Judgment No. 4233
The complaint is dismissed, as is the OIE’s counterclaim.
The complainant challenges the decision not to award him compensation for the moral harassment which he alleges he has suffered.
harassment; complaint dismissed
It is well established that an international organisation has a duty to its staff members to investigate claims of harassment thoroughly and objectively (see, for example, Judgments 3071, consideration 36, 3314, consideration 14, 3337, consideration 11, and 4013, consideration 10). The OIE is under such an obligation even though the existing rules do not provide for any specific procedure to deal with harassment complaints. Indeed, it would be desirable for the Organisation to address this matter and to adopt such a procedure, possibly drawing on those which exist in most international organisations and on the case law of the Tribunal.

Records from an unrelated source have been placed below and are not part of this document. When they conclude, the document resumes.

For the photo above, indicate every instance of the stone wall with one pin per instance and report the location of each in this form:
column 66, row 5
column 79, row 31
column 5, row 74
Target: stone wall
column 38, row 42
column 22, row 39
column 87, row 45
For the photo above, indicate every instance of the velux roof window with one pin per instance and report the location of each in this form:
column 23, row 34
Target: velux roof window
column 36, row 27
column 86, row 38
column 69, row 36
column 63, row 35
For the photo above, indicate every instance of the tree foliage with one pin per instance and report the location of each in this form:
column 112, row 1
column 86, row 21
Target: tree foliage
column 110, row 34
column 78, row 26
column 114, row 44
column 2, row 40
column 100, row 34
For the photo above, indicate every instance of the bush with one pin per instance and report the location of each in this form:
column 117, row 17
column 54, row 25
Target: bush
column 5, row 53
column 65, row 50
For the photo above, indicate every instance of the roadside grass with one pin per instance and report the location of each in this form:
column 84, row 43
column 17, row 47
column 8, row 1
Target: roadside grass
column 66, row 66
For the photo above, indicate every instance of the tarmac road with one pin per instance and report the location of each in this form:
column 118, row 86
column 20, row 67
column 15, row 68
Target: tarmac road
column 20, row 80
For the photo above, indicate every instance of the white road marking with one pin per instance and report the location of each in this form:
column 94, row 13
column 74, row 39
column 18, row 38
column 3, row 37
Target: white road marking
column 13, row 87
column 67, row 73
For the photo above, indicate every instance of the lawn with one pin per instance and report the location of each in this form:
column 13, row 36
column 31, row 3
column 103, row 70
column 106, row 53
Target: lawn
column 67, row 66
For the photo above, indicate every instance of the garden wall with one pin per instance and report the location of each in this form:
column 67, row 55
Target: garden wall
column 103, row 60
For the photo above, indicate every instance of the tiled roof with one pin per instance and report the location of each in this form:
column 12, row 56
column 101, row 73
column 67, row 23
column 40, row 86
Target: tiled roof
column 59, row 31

Jugement(s) TAOIT: 3071, 3314, 3337, 4013
inquiry; harassment; rules of the organisation; investigation
Under the Tribunal’s case law, harassment can be the cumulative effect of a series of actions which, in isolation, might not be viewed as harassment (see, for example, Judgments 3485, consideration 6, 3599, consideration 4, and 4034, consideration 16) even if they were not challenged at the time of the events (see Judgment 3841, consideration 6). However, firstly, the person alleging harassment bears the burden of proving the allegation (see Judgments 2067, consideration 5, 2100, consideration 13, 2370, consideration 9, and 2406, consideration 13) and, secondly, the only actions which can be said to constitute harassment are those for which there is no reasonable explanation (see Judgments 2370, consideration 17, 2524, consideration 25, 3447, consideration 9, 3996, consideration 7B, 4038, consideration 18, and 4108, consideration 7).
Jugement(s) TAOIT: 2067, 2100, 2370, 2406, 2524, 3447, 3485, 3599, 3841, 3996, 4034, 4038, 4108
burden of proof; harassment
The OIE’s counterclaim for costs must also be dismissed since the complaint is not vexatious.